Obama revealed his long-term goals for the judiciary in a radio interview on Chicago’s WBEZ-FM in 2001, when he complained that the very activist Earl Warren court had limited itself to changing some of our laws but had failed to order “redistributive change” of our economic system by breaking “free from the essential constraints that were placed by the Founding Fathers in the Constitution.” Students of the judiciary know that it was the Earl Warren court that started the long lines of activist decisions in many areas, including religion, elections, property rights, immigration and criminal law.
David Souter, who was President George H.W. Bush’s mistake, flipped from presumed conservative to liberal as soon as the media began ridiculing him for tardiness in completing opinions. The same month Souter voted for the only time with conservatives on the abortion issue, in Rust v. Sullivan (1991), Linda Greenhouse of the New York Times declared, “Lawyers who watch the Court closely have taken to referring to Justice Souter’s chambers as a black hole, from which nothing emerges.”
Then, in rapid-fire attack, ABC World News Tonight and even Souter’s close-to-home Boston Globe wrote scathing criticisms of Souter.
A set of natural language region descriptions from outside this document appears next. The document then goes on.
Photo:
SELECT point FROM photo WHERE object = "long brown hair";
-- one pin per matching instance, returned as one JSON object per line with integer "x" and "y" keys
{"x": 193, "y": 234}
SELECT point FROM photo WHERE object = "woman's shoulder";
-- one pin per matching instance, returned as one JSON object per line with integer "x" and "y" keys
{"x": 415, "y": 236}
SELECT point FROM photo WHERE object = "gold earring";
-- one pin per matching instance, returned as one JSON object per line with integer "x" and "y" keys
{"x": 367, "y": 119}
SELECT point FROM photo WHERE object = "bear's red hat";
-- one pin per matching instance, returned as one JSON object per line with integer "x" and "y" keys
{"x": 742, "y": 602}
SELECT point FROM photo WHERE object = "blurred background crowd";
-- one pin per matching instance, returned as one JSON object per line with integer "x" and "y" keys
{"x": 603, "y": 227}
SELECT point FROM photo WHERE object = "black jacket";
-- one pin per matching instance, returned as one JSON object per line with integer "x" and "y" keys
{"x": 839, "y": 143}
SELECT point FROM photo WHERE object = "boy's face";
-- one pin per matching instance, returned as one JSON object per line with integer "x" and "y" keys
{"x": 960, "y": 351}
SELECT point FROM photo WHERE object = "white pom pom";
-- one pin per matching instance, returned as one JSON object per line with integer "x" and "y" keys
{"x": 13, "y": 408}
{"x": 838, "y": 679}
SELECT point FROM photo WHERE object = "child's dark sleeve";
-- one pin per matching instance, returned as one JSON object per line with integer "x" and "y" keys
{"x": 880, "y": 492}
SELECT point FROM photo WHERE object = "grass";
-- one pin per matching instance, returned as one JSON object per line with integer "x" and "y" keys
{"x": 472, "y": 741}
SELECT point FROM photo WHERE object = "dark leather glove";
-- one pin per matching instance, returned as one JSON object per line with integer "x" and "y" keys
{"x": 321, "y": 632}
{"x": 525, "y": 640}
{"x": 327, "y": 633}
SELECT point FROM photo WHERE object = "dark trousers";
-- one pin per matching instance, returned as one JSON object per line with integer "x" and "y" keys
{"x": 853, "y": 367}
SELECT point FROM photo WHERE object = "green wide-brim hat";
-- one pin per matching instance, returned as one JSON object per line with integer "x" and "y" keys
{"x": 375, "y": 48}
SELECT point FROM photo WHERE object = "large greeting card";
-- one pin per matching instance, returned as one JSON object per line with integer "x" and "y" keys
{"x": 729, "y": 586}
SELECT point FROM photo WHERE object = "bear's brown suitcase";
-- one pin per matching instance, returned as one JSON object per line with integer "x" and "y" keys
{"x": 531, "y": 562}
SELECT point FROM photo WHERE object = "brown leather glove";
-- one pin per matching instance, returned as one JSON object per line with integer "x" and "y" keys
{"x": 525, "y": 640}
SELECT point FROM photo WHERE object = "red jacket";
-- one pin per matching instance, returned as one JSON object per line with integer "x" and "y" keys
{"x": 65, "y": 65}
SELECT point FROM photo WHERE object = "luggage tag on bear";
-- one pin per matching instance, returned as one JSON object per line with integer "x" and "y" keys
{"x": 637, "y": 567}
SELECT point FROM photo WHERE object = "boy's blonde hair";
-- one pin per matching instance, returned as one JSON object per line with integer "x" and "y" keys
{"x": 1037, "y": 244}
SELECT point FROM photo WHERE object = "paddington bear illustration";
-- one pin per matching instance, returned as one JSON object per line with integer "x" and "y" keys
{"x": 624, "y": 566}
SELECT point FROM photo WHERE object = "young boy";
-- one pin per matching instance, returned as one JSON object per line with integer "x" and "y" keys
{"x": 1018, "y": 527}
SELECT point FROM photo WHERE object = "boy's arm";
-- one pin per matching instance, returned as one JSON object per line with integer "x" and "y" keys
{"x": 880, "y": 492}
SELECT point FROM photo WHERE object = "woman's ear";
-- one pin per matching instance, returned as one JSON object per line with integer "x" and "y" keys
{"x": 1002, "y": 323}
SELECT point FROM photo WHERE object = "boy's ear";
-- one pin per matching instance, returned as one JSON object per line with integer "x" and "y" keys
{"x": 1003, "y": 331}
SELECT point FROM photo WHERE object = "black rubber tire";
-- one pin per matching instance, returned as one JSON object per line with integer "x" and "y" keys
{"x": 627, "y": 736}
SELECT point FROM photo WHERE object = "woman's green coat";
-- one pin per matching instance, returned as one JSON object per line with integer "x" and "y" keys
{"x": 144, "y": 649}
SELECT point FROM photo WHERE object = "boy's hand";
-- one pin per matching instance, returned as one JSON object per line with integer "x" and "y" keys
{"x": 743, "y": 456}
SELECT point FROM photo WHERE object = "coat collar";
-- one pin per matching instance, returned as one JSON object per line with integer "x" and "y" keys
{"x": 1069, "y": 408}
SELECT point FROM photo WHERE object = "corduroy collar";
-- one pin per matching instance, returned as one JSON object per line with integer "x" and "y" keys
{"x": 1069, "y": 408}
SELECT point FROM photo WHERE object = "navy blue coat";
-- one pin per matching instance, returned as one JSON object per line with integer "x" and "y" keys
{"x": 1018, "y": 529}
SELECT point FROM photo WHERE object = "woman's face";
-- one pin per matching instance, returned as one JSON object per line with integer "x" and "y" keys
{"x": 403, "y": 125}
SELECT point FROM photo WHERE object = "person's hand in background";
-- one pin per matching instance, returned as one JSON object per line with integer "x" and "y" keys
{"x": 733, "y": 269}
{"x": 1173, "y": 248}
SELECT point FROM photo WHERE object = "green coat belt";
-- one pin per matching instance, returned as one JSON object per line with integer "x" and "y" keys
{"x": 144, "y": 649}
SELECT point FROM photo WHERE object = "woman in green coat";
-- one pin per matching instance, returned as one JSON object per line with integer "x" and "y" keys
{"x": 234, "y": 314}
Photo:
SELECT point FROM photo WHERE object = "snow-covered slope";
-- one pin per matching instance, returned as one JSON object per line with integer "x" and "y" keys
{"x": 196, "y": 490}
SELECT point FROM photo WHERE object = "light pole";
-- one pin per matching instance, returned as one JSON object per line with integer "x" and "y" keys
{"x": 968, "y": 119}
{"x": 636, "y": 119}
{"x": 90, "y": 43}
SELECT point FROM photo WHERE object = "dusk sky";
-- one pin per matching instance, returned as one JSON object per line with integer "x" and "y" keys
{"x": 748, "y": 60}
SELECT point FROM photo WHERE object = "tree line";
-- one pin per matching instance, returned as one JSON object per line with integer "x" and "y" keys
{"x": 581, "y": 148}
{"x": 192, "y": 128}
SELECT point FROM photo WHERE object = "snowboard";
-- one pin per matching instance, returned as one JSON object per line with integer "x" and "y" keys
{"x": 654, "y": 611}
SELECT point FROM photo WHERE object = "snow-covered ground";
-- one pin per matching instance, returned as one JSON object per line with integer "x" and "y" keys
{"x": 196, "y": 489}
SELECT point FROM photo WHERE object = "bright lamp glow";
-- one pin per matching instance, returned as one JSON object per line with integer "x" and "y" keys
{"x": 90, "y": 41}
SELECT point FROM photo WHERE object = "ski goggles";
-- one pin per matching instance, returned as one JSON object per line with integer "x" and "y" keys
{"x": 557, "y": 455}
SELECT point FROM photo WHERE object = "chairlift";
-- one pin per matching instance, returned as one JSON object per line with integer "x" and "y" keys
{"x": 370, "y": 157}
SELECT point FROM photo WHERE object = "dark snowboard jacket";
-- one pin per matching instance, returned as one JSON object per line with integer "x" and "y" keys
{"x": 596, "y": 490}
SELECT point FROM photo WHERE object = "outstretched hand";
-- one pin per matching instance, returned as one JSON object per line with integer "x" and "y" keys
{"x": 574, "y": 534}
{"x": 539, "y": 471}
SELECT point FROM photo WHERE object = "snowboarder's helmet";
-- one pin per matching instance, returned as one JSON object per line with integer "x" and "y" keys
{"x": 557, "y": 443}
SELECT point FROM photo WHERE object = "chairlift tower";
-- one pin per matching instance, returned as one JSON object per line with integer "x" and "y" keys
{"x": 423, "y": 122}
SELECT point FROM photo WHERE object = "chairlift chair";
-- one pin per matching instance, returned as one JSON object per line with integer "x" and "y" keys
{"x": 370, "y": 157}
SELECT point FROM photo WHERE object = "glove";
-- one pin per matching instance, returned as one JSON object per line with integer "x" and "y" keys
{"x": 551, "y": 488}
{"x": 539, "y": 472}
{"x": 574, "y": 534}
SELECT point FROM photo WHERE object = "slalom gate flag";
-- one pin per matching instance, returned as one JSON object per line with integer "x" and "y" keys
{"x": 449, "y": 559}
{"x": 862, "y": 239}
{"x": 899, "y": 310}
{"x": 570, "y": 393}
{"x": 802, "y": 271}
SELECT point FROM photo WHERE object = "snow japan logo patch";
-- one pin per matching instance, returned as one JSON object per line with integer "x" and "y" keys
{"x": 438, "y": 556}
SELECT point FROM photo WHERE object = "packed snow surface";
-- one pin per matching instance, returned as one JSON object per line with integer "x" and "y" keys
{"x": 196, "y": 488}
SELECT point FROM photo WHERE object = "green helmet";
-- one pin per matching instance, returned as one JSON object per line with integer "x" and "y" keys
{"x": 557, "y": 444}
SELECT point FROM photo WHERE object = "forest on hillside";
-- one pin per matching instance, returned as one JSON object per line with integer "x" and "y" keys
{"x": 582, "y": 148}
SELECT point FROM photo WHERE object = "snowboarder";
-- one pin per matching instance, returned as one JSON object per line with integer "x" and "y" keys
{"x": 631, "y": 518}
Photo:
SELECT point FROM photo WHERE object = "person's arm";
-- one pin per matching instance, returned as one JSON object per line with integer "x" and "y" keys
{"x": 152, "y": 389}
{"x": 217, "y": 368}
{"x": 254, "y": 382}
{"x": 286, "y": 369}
They were angry that he voted against abortion, but their criticisms humiliated him for his slow writing abilities.
Souter got the message and rarely voted again with conservatives in high-profile cases. The liberal media, in gratitude, never criticized him again.
At the oral argument before the Supreme Court in the 2004 Pledge of Allegiance case, when plaintiff Michael Newdow was trying to get the Court to remove the words “under God,” Souter came up with the novel argument that “under God” doesn’t really mean under God. He suggested that the phrase is so “diluted” that it should be “beneath the constitutional radar.”
Under the radar is exactly where the secularists want to conceal all mention of God and religion.
Confirmation hearings should ascertain how much Souter’s successor will rely on foreign law. This has become a live issue because of recent remarks by Justice Ruth Bader Ginsburg.
For example, does Obama’s nominee agree with Souter, who joined in the Roper v. Simmons (2005) decision, in which the Court cited foreign laws, “international opinion” and even an unratified treaty to rationalize overturning the death penalty for a 17-year-old who had committed a particularly brutal and premeditated murder? This decision overturned more than 200 years of U.S. law and history, rewrote the Eighth Amendment and knocked out the laws of 20 states.
Since Obama calls himself a “citizen of the world,” he may agree with incorporating foreign law into Supreme Court decisions. He chose a committed globalist as his State Department legal adviser, former Yale Law School Dean Harold Koh.
Koh calls himself a transnationalist, which means believing that the “living” Constitution allows us to import the fiction of what is called international law into U.S. law, thereby putting the United States under a global legal system. The Senate should require all judicial nominees to proclaim their adherence to the U.S. Constitution as written and reject the use of any foreign laws.
We would also like to know if Obama’s Supreme Court nominee is cut from the same cloth as his first judicial nomination, David F. Hamilton. He’s a former fundraiser for ACORN and a former leader of the Indiana chapter of the ACLU.
Hamilton made national news in 2005 when, as district judge, he enjoined the speaker of Indiana’s House of Representatives from permitting “sectarian” prayers. In Hamilton’s ruling, using “Christ’s name or title” is “sectarian,” but it is not sectarian for a Muslim imam to offer a prayer to “Allah.”
The 7th Circuit overturned Hamilton’s peculiar parsing of the liberal dogma of separation of church and state. However, in seeking to elevate him to the 7th Circuit Court of Appeals, White House officials praised Hamilton as a judge who has shown “empathy with real people.”